Figure 3.

Increased leukocyte–endothelial interactions in the brains of AD mice and the effect of α4 integrin blockade. (a) Representative images from EIVM experiments using a digital camera to record endogenous leukocytes labeled with Rhodamine 6 G, and automatic cell tracking in cerebral blood vessels of wild-type control (WT ctrl) and 3xTg-AD mice at 6 months of age. Interacting cells were automatically tracked in the field of acquisition based on their centroid fluorescence intensity.
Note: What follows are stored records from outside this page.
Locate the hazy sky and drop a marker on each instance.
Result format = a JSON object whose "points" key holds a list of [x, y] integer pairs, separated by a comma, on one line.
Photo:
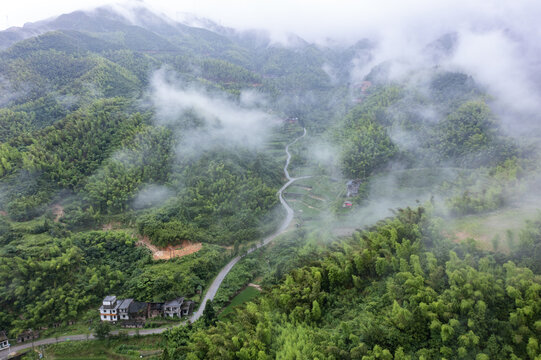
{"points": [[315, 19], [498, 43]]}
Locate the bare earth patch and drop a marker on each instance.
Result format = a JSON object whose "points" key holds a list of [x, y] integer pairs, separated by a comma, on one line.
{"points": [[255, 286], [58, 212], [111, 226], [169, 252]]}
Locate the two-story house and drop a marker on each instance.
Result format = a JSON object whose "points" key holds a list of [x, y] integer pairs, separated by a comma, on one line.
{"points": [[173, 307], [109, 309], [123, 309], [4, 343]]}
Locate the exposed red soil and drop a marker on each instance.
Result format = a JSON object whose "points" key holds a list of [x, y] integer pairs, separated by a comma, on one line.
{"points": [[169, 252], [58, 212]]}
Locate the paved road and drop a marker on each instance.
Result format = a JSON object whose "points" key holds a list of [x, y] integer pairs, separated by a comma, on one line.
{"points": [[213, 288]]}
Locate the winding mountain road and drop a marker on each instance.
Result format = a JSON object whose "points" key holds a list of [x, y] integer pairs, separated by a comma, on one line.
{"points": [[213, 288]]}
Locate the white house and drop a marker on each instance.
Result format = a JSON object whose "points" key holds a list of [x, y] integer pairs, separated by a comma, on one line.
{"points": [[109, 309], [4, 343]]}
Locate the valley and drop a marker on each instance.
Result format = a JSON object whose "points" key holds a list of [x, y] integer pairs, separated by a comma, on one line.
{"points": [[229, 193]]}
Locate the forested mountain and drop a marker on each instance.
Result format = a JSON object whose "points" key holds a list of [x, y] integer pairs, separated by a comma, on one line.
{"points": [[124, 138]]}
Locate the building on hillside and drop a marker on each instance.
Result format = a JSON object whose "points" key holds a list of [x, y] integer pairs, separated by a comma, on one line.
{"points": [[353, 187], [132, 313], [138, 311], [109, 309], [154, 310], [27, 335], [4, 342], [172, 308], [187, 307], [123, 308]]}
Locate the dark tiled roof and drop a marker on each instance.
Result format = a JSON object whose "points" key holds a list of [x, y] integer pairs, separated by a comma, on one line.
{"points": [[174, 303], [187, 304], [124, 304], [136, 307], [156, 306], [110, 298]]}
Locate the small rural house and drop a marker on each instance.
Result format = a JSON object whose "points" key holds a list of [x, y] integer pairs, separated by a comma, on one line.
{"points": [[132, 313], [172, 308], [4, 343], [187, 308], [109, 309], [27, 335]]}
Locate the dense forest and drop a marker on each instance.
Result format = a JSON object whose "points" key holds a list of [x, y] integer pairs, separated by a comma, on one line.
{"points": [[122, 138], [397, 291]]}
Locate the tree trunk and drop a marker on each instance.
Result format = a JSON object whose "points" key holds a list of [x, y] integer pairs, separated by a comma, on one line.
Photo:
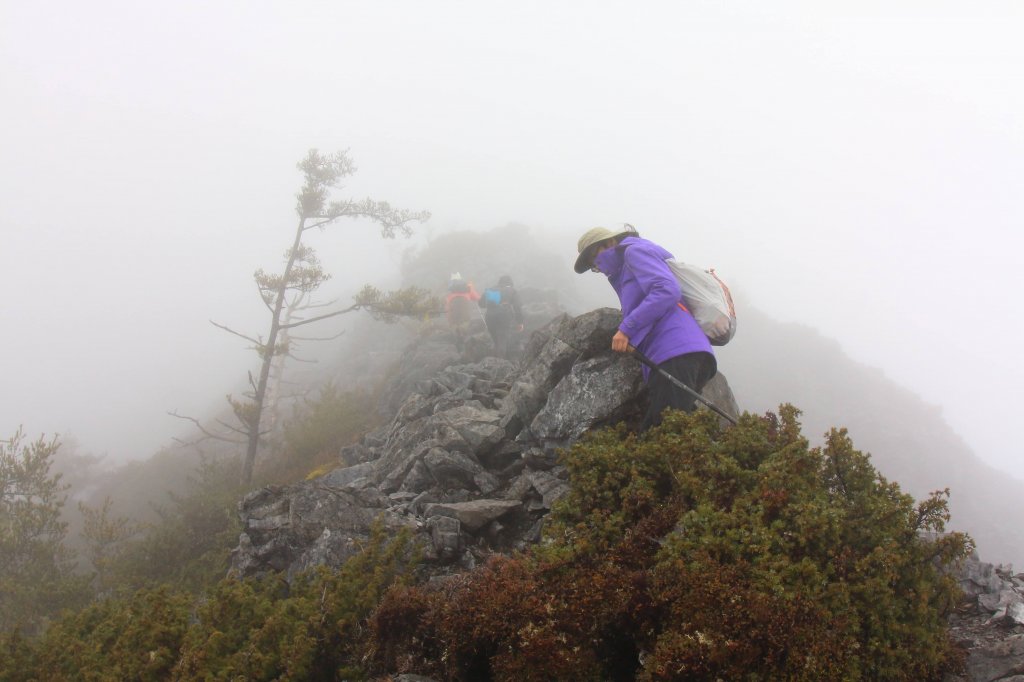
{"points": [[268, 353]]}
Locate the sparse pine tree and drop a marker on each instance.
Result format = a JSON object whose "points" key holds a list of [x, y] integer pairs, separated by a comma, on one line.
{"points": [[289, 291], [36, 567]]}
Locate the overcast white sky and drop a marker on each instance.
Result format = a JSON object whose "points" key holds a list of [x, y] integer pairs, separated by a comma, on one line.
{"points": [[856, 166]]}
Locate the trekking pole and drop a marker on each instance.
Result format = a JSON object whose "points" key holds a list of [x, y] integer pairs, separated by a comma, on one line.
{"points": [[711, 406]]}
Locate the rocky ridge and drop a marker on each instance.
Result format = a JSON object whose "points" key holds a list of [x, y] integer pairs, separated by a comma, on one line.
{"points": [[469, 460], [469, 463]]}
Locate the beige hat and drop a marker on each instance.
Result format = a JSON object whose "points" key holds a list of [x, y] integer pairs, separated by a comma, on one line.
{"points": [[591, 239]]}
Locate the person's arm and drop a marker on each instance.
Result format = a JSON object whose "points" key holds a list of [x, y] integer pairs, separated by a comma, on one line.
{"points": [[659, 287], [517, 307]]}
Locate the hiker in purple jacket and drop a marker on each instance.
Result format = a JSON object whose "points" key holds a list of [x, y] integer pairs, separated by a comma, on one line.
{"points": [[653, 320]]}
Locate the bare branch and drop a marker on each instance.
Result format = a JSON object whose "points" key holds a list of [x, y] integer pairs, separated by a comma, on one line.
{"points": [[318, 317], [236, 429], [204, 430], [231, 331], [320, 338]]}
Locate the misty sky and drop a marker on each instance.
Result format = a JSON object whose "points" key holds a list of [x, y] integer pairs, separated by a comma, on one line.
{"points": [[855, 166]]}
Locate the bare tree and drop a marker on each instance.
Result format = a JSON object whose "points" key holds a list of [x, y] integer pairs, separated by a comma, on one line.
{"points": [[302, 274]]}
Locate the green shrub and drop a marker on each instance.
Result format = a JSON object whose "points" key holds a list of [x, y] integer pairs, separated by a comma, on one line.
{"points": [[697, 552], [135, 638], [240, 630]]}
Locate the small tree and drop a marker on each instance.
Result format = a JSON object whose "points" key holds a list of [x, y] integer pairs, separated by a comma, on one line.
{"points": [[36, 568], [302, 274]]}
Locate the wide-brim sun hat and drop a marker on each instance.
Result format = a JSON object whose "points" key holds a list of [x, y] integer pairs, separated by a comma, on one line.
{"points": [[591, 239]]}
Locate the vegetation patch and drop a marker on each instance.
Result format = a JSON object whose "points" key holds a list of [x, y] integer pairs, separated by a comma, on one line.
{"points": [[697, 552]]}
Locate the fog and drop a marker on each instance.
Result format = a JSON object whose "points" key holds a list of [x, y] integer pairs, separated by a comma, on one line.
{"points": [[857, 167]]}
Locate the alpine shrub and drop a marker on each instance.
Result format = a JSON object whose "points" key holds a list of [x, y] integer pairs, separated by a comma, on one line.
{"points": [[700, 552]]}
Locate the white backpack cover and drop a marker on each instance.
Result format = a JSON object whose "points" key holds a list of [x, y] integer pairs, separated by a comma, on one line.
{"points": [[708, 299]]}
Scale bar = 100 µm. (b) Automatic Imaris analysis of endogenous leukocytes shows rare interacting cells in wild-type control (WT ctrl) mice compared to 3xTg-AD mice (**P < 0.01, Mann-Whitney U-test). (c) Representative images of leukocyte tracks in cerebral blood vessels of 3xTg-AD mice before (left panel, Untreated) and after (right panel, Anti-α4) i.v. injection into the lateral tail vein with a blocking antibody against α4 integrin. Scale bar = 100 µm. (d) Automatic Imaris analysis of leukocyte tracks before (Untreated) and after 30 min of treatment with the α4 integrin-specific blocking antibody shows a significant reduction in the percentage of interacting cells in the treated mice compared to the before-treatment control, set at 100% (***P < 0.001, Mann-Whitney U-test), whereas no effect was observed with an isotype control antibody. Bars show the percentage of interacting cells in the same venule over the course of 1 min. At least three vessels per mouse were analyzed and three animals were tested for each condition. Data are expressed as means ± SD (n = 3 mice (F) for all experimental conditions).